Gunman kills Turkish judge, injures 4 in court attack

Ankara, Turkey - A gunman opened fire in Turkey's top administrative court on Wednesday, killing one judge and injuring four other judges in a shooting which the country's leaders condemned as an attack on its secular establishment.

The court's deputy chairwoman Tansel Colasan said the assailant described himself as a "soldier of Allah" as he carried out the attack. President Ahmet Necdet Sezer said it would go down as a "black mark in the Republic's history."

The court, the Council of State, has faced fierce criticism in Islamist circles for hardline implementation of secularist laws such as a headscarf ban in universities and state offices.

The attack is a stark reminder of the great divide between Turkey's secularists and those they perceive as Islamists bent on reviving the influence of religion in national life.

The attacker burst into the court's second chamber and started shooting with a handgun during a committee meeting at around 10 a.m. (0700 GMT).

The wounded were treated at the Hacettepe University Hospital. Hacettepe University President Tuncalp Ozgen told reporters Mustafa Yucel Ozbilgin had died from his injuries. The chamber's chairman Mustafa Birden was among the injured.

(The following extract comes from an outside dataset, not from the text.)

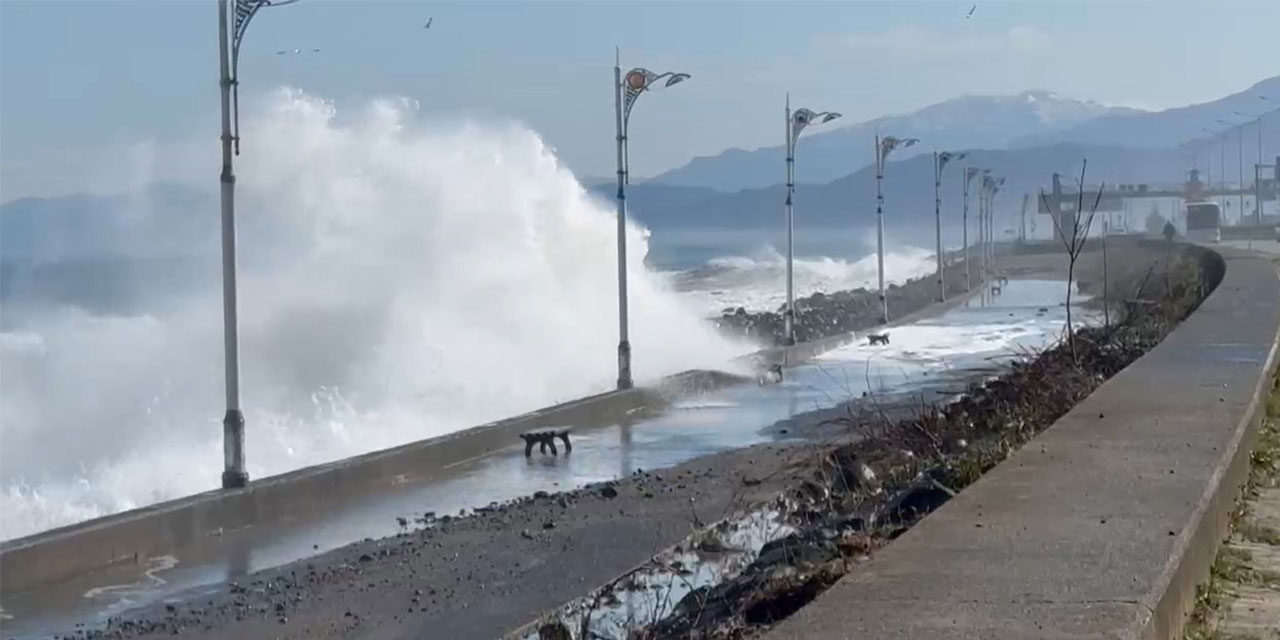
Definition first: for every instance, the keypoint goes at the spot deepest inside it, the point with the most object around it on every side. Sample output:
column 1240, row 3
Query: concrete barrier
column 1102, row 525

Media reports identified the attacker as a lawyer registered with the Istanbul Bar Association and said he had gone to the court on Tuesday but had been prevented from entering by police.

The CNN Turk Web site reported the assailant as saying in interrogation he had targeted the judges because of a ruling in February preventing a woman from becoming a head teacher because she wore a headscarf. It did not give a source for the report.

"Pressure and threats will not intimidate the Turkish judiciary, which will continue its constitutional duties bound to the secular and democratic Republic," Sezer, a staunch secularist, said in a statement.

Colasan said Birden had requested police protection around two months ago but that this request had been rejected.

SOLDIERS OF ALLAH

Islamic militants, Kurdish separatists and far-leftists have all carried out attacks in Turkey, which began European Union accession talks last October, in recent years.

"The target of the attack is the constitution as well as the Council of State ... Turkey is being dragged toward a very dangerous place," opposition leader Deniz Baykal told reporters.

Television pictures showed injured people being carried away to ambulances from the court in the heart of Ankara. Police imposed tight security around the building.

The gunman had shouted "Allahu Akbar" (God is greatest) and "may God's wrath be upon you" as he carried out the attack, private news channel NTV reported witnesses as saying.

"The attacker entered the chamber during a meeting and opened fire on each of the members, saying 'we are soldiers of Allah," Colasan told reporters.

In the wake of the attack, local media highlighted February reports in the country's Islamist media which sharply criticized a court ruling banning a head teacher from office. One newspaper published photographs of the judges behind the decision, including the killed judge and some of those wounded.

Erdogan, who was critical of the court's headscarf decision in February, was quick to condemn Wednesday's shooting.

"I curse and condemn this incident," Erdogan said.

Last week unknown assailants, shouting "God is greatest," lobbed a percussion bomb at the office of Turkey's most staunchly secularist newspaper, the third attack in a few days.

The left-leaning Cumhuriyet, the traditional mouthpiece of Turkey's secularist establishment, recently ran a media campaign warning of what it sees as rising Islamic fundamentalism.

Tensions between the secularists -- who also include the armed forces -- and the ruling Justice and Development Party (AKP) have also intensified ahead of next year's presidential and parliamentary elections.

Secularists accuse the AKP, with roots in political Islam, of having a hidden Islamist agenda. The highly popular AKP denies this.